By Richard Leiby
Washington Post Staff Writer
Saturday, July 3, 1999; Page C01
The blinking red button on Tom Benson's madras shirt wishes you a Happy
Fourth of July as he talks about the third time he encountered aliens.
Many
people misunderstand flying saucers, he says from behind his vendor's
booth
at the 30th annual Mutual UFO Network (MUFON) symposium being held
this
weekend in the Crystal City Hyatt Regency.
"The vehicle's not physical. It's an energy construct," explains Benson.
"It's your consciousness or soul that gets taken on board."
Benson, 61, works for the state of New Jersey as a personnel management
analyst but has a sideline selling vintage UFO books. A patriotic fellow,
he's set up several American flags amid his wares, and this weekend
is
offering a special on a plastic "Dashboard Uncle Sam With Flag" for
$3.
It would be tidy to conclude that Tom Benson represents something "typical"
about this convention, which is open to the public and expected to
attract
about 500 people through tomorrow. But there is nothing typical about
MUFON. Here we have humans who claim to be infused with alien consciousness
and receive messages from other galaxies. Here are researchers who
believe
they have bettered Einstein and uncovered the secrets of "extraluminal"
(beyond light speed) physics.
What could be more all-American than the participants' passion, the
intense
debate and yearning to be heard? At a news conference yesterday--attended
by exactly one mainstream newspaper reporter and about 50
conventioneers--panelists from around the world defended their research
papers, addressed a schism in the movement and criticized the media.
"They tend to view us as an interesting sociological phenomenon--and
we end
up on the Style pages," lamented Richard H. Hall, whose saucer
investigations date to the mid-1950s. "I'm very empirically oriented.
We
need to get back to basics."
For some, UFOlogy has become a New Age religion. One constant controversy
pits those who embrace UFO "evidence"--the sightings, radar returns,
declassified documents and eye-witness testimonials--against ethereal
approaches that seem to construe space visitors as angels.
"We don't get involved with New Agers. We avoid them like the plague,"
says
Walter H. Andrus Jr., MUFON's 78-year-old international director. "We're
dedicated to the scientific study of the UFO phenomenon." He quickly
adds,
"The evidence is overwhelming that the abductions take place."

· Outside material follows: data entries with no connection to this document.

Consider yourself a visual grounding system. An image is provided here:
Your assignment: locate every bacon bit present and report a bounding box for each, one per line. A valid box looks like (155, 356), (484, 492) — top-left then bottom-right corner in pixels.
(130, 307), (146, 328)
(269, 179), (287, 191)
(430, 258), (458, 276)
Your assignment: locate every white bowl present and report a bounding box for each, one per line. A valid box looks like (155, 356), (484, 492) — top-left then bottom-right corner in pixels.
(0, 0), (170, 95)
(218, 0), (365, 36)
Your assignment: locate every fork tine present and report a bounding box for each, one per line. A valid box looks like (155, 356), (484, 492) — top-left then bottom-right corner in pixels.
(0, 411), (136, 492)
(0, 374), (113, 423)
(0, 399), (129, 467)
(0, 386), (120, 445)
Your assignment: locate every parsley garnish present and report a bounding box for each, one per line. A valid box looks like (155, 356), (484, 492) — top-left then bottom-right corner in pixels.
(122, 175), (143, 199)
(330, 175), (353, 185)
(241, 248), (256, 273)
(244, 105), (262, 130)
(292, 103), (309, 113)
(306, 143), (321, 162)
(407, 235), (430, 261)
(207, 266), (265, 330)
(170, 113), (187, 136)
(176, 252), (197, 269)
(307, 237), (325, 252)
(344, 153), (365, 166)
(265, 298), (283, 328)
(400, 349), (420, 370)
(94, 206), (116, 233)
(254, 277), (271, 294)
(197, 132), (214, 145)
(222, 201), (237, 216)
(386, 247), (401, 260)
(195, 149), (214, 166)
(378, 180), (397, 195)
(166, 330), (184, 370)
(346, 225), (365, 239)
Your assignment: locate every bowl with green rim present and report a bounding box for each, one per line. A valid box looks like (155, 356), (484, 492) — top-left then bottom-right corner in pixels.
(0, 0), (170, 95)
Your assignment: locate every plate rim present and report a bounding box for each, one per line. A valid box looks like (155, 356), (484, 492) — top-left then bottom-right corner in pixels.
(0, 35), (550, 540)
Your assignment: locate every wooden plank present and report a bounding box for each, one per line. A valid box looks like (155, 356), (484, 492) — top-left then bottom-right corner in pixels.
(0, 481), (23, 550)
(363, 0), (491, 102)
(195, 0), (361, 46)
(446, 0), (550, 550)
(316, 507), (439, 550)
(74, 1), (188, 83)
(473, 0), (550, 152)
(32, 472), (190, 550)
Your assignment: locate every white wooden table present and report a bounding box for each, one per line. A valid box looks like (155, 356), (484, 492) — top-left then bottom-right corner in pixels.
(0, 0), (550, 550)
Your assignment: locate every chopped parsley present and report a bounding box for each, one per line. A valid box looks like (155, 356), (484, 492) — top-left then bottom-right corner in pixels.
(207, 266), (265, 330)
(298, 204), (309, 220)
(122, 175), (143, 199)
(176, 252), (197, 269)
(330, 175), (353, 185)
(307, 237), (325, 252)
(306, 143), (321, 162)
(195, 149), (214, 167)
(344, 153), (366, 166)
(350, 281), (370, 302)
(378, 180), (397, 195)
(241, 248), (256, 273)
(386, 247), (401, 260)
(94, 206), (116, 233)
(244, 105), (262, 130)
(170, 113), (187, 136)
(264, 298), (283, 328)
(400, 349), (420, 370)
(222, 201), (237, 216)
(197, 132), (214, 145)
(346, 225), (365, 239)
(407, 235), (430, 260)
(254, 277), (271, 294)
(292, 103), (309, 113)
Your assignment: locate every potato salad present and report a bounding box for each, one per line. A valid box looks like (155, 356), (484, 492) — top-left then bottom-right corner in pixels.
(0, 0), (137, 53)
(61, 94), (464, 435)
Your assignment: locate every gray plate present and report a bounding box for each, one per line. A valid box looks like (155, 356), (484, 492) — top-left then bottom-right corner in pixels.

Yet Andrus admits he has never seen one tangible piece of actual
evidence--say, an exhaust pipe from an extraterrestrial craft--emerge
in
decades of UFO studies.
No matter. UFOlogy is among our most durable, high-tech industries,
taking
off in 1947, concurrent with the so-called Roswell incident and the
development of the early computer, ENIAC. Saucer sightings fueled an
entire
Hollywood film genre, featuring space beings whose essential personalities
shape-shift depending on our cultural mood--from the benevolent Klaatu
in
"The Day the Earth Stood Still" to the malevolent squid monsters in
"Independence Day" to the current nonsymbolic, merely annoying Jar
Jar
Binks.
This weekend, all the movement's most quoted mouthpieces are in town--among
them Stanton T. Friedman, who calls himself the "original civilian
investigator of the Roswell incident," a reference to the purported
crash
of an otherworldly vehicle in New Mexico. But the star of the conference
is
a newcomer with a neatly trimmed beard and a nice blazer: Joe Firmage,
28,
a Silicon Valley entrepreneur.
Firmage is an important figure not just because he espouses a new, unified,
alien-oriented theory--which he modestly calls The Truth--but because
he is
loaded. Worth, some whisper, about $200 million. That bestows a certain
instant credibility. Firmage founded USWeb Corp., but his new intellectual
pursuits prompted a hasty exit as CEO.
"I have reached the conclusion that UFOs are real," Firmage said. He
admitted he's never seen a UFO--or, as frequently reported, actually
spoken
with a space creature. "What I said was that I had a conversation with
a
being of light. I didn't say 'alien.' I didn't say an organic body."
(For
more on Firmage, his talk is at 8:45 tonight.)
Susan Swiatek of Fairfax, the symposium coordinator, also says she's
never
had a close encounter, but she's dedicated all her spare time to setting
up
this convention for the believers--and anyone who might marvel at the
endless possibilities of a clear night sky. "At MUFON we'll have fun,
glow-in-the-dark aliens!" she promises. "It's an alternative if your
beach
plans fall through."
UFOlogists, like most Americans, are questers, she says; they yearn
to be
part of something more.
"I, personally, do not claim to have seen a UFO," Swiatek, 41, said.
"I saw
something so far away, it could have been a kite or something."
And you never know. Go out and look in the sky this weekend. You might
notice something glowing. You might see things that sparkle, swoop,
arc and
fly. You might see something that reflects what it means to be an American.